Underworld provides a good lesson in how to deal with the current state of the music industry. The duo knows its place in it and continues to work hard so as not to be perceived as, according to Hyde, “a bunch of old farts playing dance music.” They are incredibly ambitious artists, treat their fans to the best live show in dance music and offer an endless stream of fresh material through their own controlled Website. At a time when music is cheapened through MTV and car commercials, Underworld remains solid gold.
BEHIND THE CURTAIN
A lot goes into an Underworld show. For a start, there are radio transmitters for wireless performances, tons of effects (thanks to Korg, Sony and Roland), MIDI gates and a trusty Clavia Nord Lead 2. Here, Rick Smith steps in for Mr. Hyde to talk about eight must-have items for Underworld tours.
Apple iMac G5
“We originally used PowerBooks but found that Logic Audio needed the G5 processor to run the latest material, mostly because we were using effect plug-ins within Logic,” Smith says. “The G5 iMac was chosen over the G5 Power Mac, which we use in the studio, as its all-in-one design was thought to be inherently more reliable. Also, its lack of expandability isn't a big issue as we use MOTU 896 FireWire audio interfaces.

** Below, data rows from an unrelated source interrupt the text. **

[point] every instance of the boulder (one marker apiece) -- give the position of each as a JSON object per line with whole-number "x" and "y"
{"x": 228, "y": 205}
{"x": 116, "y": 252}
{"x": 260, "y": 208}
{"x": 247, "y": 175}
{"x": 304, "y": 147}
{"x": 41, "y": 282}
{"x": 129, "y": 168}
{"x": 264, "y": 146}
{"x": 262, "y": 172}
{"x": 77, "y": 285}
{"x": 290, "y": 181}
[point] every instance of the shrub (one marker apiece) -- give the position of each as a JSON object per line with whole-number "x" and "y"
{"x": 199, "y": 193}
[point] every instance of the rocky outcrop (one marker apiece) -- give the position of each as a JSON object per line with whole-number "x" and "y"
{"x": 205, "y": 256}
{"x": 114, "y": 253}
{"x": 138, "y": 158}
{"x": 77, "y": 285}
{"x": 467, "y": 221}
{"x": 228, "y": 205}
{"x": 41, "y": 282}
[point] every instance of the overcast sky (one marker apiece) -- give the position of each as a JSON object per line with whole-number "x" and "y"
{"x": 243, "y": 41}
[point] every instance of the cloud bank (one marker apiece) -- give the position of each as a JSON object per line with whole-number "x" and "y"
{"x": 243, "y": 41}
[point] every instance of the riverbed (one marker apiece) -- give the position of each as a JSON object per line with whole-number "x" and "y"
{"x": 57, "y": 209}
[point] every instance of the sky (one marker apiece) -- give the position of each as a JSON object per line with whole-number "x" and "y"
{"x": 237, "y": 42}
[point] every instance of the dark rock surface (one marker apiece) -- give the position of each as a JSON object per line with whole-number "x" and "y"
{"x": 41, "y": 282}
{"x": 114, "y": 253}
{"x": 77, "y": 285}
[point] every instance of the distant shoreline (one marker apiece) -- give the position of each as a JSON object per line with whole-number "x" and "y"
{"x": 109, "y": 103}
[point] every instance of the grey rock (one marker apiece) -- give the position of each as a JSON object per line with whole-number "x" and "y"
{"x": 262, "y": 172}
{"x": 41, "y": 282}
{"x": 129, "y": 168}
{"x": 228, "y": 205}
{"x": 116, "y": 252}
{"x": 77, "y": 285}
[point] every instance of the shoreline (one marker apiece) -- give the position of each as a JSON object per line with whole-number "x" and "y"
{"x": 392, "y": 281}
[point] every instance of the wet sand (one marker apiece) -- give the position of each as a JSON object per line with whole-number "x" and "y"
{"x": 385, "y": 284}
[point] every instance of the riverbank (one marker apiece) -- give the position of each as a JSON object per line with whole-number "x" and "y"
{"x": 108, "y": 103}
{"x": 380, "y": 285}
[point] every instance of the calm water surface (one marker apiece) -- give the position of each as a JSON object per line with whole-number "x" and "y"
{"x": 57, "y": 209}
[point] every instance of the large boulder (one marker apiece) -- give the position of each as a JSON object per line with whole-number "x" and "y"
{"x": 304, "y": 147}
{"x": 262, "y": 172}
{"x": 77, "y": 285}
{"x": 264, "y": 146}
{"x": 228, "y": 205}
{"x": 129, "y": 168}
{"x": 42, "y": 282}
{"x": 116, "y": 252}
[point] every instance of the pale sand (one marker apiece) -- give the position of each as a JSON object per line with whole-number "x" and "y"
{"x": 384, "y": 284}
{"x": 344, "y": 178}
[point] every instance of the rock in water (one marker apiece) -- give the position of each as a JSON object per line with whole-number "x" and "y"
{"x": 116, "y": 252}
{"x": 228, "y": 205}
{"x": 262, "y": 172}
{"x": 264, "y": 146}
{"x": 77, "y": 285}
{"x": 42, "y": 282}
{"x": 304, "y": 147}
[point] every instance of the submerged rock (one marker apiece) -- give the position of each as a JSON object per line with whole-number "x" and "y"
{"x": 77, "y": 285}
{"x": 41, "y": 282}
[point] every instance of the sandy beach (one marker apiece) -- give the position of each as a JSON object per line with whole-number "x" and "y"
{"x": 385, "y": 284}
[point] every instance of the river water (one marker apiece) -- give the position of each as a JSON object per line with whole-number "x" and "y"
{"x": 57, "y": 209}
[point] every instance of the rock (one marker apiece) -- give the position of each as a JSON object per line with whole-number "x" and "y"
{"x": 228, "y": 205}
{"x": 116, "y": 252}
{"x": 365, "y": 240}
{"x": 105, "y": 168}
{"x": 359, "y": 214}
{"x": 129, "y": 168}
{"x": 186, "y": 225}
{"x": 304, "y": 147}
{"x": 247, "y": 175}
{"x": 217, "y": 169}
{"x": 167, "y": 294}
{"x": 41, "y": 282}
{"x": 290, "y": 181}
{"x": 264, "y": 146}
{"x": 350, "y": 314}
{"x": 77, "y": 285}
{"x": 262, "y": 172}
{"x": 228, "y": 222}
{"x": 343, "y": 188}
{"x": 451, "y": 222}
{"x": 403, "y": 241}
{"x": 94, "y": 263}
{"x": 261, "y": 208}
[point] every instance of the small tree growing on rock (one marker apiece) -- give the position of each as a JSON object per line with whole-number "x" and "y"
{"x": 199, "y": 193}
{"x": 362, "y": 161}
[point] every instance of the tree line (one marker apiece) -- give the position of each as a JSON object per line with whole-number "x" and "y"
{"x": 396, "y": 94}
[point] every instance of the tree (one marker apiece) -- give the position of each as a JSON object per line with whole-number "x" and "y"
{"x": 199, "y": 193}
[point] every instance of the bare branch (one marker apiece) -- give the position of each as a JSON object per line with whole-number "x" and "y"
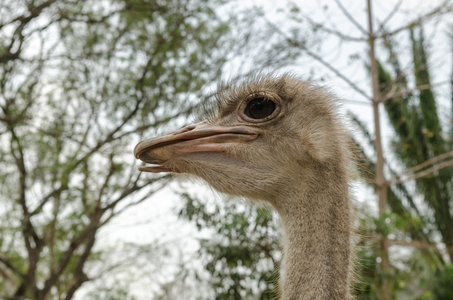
{"x": 390, "y": 15}
{"x": 319, "y": 59}
{"x": 350, "y": 18}
{"x": 443, "y": 8}
{"x": 393, "y": 94}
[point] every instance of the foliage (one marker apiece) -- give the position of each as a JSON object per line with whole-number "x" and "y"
{"x": 80, "y": 83}
{"x": 419, "y": 139}
{"x": 242, "y": 257}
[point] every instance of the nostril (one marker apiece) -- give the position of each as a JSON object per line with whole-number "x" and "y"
{"x": 187, "y": 128}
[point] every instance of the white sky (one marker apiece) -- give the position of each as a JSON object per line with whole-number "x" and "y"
{"x": 155, "y": 219}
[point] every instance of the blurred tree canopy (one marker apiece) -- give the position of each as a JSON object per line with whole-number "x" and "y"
{"x": 80, "y": 81}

“Although the main sequences run on Logic Audio, Live plays on three of the five computers onstage. Its ease of use and ability to time-shift samples on the fly make it an important element of the jam.”
Funktion-One Resolution 2s plus Infrabass 218
“We have two of the new self-powered models with passive sub-bass units wired to an XTA Electronics DP226 speaker management unit, and they're a bit like having studio monitors capable of sounding great at P.A. sound levels.
Kenton Electronics Custom Boxes
“Kenton has been an important part over the years in supplying custom boxes to overcome various MIDI and MIDI-sync problems, and we currently use five little custom boxes built by Kenton to make some things possible and some just easier.”
Liebert UPS units
“On a purely technical point: All the gear is powered via two Liebert UPS units — you wouldn't want to have to restart the gear in a hurry.”
Midas Heritage 1000
“This is at the center of everything onstage and is in use by Karl, Darren Price and myself pretty much all the time. We've had this one for a couple of years now, and it's been in some pretty harsh conditions. Apart from being endlessly frozen then cooked in the back of a truck countless times, it's survived rain on the Danube, clouds of red dust from the Belfort festival, the condensation dripping from the dance tent ceiling in too many festivals and even an encounter with a pineapple in Sydney — but that's another story.”
“One of the few bits of gear that's survived the various upgrades over the years. We use two live.”
Roland VP-330 Vocoder Plus
“Still the best vocoder we've tried, and we've tried a lot.”